Explanation
In May 2025, I ran a survey asking Exceljet newsletter subscribers what version of Excel they use most. This is an important question for Excel learning because the new dynamic array engine has completely changed how many formulas are written. These changes started rolling out after Excel 2019, so users with Excel 2021 or later have access to dynamic array formulas and functions, while those using Excel 2019 and older don't.
The survey generated almost 3,000 responses, making it a perfect dataset to demonstrate Excel's new capabilities. In this article, I'll walk you through using the GROUPBY function to analyze these survey results step by step, showing you how this cool new function can quickly transform raw survey data into useful information.

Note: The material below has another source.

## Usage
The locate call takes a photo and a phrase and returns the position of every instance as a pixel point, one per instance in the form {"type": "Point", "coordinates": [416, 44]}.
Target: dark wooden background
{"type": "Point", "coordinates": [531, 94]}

If you don't have the new GROUPBY function, a regular Pivot Table would also be an excellent way to analyze these results. In many ways, a Pivot Table is easier, but the trade-off is that a Pivot Table needs to be manually refreshed if data changes, whereas the GROUPBY function will automatically update.
The survey data
The survey data is in an Excel Table called "data" which contains just four columns:
- ID – unique numeric ID for each survey response
- Version – the Excel version most used by the user
- Platform – the platform (Mac or Windows) used
- Skill – the self-reported skill level of the user
Core GROUPBY formula
In this example, the goal is to create a table that displays a summary count for each Excel version and the percentage for each count with respect to the total. This is a good job for the GROUPBY function, which is designed to summarize data by grouping rows and aggregating values. As seen in the worksheet below, the core GROUPBY formula looks like this:
=GROUPBY(data[Version],data[Version],COUNTA,0)
For both row_fields and values, we use the Version column. For the function argument, we use COUNTA, since we are counting text values. This gives us a good start. We don't have a percentage in there yet (or sorting), but we have the correct counts for all versions in the survey data.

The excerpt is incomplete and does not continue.